Chapter 2: The Code in the Crack

The four words, "weird about your Go stone," acted like a stone dropped into the placid, stagnant pool of Leo's mind, sending violent ripples outward. Before he could even formulate a question, the technician, whom Leo now thought of as 'Ah Zhe', was already packing up his stall with a speed and efficiency that utterly betrayed his languid exterior.

"Not convenient here. Follow me," Ah Zhe's tone was no longer that of a bored shopkeeper but of a field operative, brooking no argument. He carefully placed the white stone back into its velvet pouch, pocketed it, and began pushing his tool cart into the labyrinthine, grimy back alleys of Apliu Street.

Leo was torn. Every instinct screamed at him to resist this sudden, chaotic deviation from the known. The back alleys were a sensory assault: the wet ground reflected the grotesque glow of neon signs, and the air was a thick miasma of restaurant grease, rotting garbage, and chemical disinfectant. A drop of cold water from an ancient, dripping air conditioner landed on his neck, making him flinch. He wanted to turn and flee, to run back to the safety of his predictable world. But Ah Zhe's words, and the stone that possibly held the truth of his father's death, were an invisible hand pushing him forward.

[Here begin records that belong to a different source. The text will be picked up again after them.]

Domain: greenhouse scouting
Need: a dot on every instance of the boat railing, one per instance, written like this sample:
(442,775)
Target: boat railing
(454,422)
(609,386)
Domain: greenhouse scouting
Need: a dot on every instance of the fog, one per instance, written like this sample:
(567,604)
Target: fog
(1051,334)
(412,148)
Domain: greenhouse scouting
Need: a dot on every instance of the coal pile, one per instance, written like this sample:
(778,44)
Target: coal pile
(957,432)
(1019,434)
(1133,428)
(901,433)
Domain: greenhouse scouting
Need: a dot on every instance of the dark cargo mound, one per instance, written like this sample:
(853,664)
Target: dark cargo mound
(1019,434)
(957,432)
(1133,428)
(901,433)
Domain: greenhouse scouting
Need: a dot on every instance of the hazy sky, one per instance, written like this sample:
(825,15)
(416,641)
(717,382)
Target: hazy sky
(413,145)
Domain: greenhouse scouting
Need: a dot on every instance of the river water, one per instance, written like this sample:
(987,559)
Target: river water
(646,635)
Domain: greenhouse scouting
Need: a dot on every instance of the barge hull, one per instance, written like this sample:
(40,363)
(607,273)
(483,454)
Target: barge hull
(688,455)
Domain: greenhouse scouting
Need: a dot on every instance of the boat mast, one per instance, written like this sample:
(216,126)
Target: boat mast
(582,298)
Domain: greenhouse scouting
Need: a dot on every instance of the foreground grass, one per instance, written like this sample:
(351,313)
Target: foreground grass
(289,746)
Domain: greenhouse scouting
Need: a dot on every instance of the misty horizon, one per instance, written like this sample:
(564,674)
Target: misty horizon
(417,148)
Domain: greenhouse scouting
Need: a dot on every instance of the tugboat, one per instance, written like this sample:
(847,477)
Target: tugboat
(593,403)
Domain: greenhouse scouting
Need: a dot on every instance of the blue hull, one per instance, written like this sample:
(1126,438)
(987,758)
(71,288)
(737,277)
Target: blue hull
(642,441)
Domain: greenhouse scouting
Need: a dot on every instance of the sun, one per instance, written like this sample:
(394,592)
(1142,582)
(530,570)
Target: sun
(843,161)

They navigated several twisting alleyways, finally stopping before what looked like a long-abandoned, old-fashioned cafe. The paint on the sign, "Red Bean Ice," was peeling badly. Ah Zhe expertly produced a key and opened the creaking metal gate.

"Come on in. What are you waiting for?" he urged from the darkness within.

Leo hesitantly stepped inside. The interior was as he expected: coated in dust, with tables and chairs stacked haphazardly in corners. The air was thick with the suffocating smell of mildew. Ah Zhe, however, walked straight to a wall behind the counter, fumbling with a faded poster of the Victoria Harbour skyline. With a soft click, the entire wall slid silently inward, revealing a descending metal staircase illuminated by a cool, blue light.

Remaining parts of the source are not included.